Les ferrailleurs alertent sur la survie

La Coopérative des ferrailleurs du Sénégal a organisé, hier, un point de presse devant son dépôt à Thiès, afin de dénoncer la crise profonde que traverse leur secteur. La manifestation, marquée par la présence d’une dizaine de ferrailleurs vêtus de tee-shirts rouges en signe de colère, a traduit l’ampleur du désespoir. Ces derniers ont tiré la sonnette d’alarme sur la menace qui pèse sur des milliers d’emplois et ont interpellé les autorités au plus haut niveau de l’État.
Cheikh Yalli, président de la coopérative, a dressé un constat inquiétant. Selon lui, les fabricants locaux, qui détiennent des licences de production à partir du fer collecté sur le marché sénégalais, se détournent désormais des ferrailles collectées localement. ‘’Depuis longtemps, nous avons alerté le ministère de l’Industrie et du Commerce. Ces fabricants devraient acheter nos ferrailles avant de produire des articles finis, comme le fer rond. Mais aujourd’hui, ils préfèrent importer du brut ou transformer des baguettes venues de l’étranger’’, a-t-il regretté.
Cette évolution, selon M. Yalli, provoque une surproduction, fragilise l’économie locale et menace la survie même de la filière. Il rappelle par ailleurs que ces mêmes usines ont jadis bénéficié de financements étrangers, notamment indiens, pour encourager la collecte nationale, avant de tourner le dos aux acteurs locaux. Le président de la coopérative dénonce aussi des pratiques qu’il juge injustes et pénalisantes : ‘’À l’usine, notre produit est souvent rejeté sous prétexte d’excès de fonte. Et lors du pesage, nous devons payer une taxe de 40 000 F CFA par tonne. C’est inacceptable !’’ Les participants craignent la fermeture de nombreux dépôts et la disparition d’un métier qui contribue, selon eux, à la cohésion sociale et au programme de transformation du Sénégal à l’horizon 2050. ‘’Nous lançons un appel solennel : si les autorités ne réagissent pas, c’est tout un secteur qui risque de s’effondrer’’, a averti Cheikh Yalli.

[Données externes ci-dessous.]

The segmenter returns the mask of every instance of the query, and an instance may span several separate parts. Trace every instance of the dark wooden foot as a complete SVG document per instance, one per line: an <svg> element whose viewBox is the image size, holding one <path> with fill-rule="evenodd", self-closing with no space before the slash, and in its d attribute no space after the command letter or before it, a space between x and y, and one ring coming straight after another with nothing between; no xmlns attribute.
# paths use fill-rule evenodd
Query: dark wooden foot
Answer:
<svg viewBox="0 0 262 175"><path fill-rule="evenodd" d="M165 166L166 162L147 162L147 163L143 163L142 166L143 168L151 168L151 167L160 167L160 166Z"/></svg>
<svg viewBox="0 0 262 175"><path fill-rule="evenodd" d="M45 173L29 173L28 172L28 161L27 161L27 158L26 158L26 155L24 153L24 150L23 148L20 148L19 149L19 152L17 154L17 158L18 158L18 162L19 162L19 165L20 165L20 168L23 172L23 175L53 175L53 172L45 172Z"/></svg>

L’association estime que plus de 70 000 emplois sont menacés aujourd'hui si rien n’est fait. Les ferrailleurs interpellent directement le chef de l’État, Bassirou Diomaye Faye, le Premier ministre, Ousmane Sonko, ainsi que le ministre de l’Industrie et du Commerce, Serigne Guèye Diop. Madame Kane, représentante de l’Association des ferrailleurs du Sénégal, a pour sa part pointé du doigt le rôle des intermédiaires, accusés de ‘’polluer’’ le secteur par leur recherche effrénée de profits. Elle a insisté sur l’urgence d’une implication plus forte de l’État pour préserver ce pan stratégique de l’économie nationale.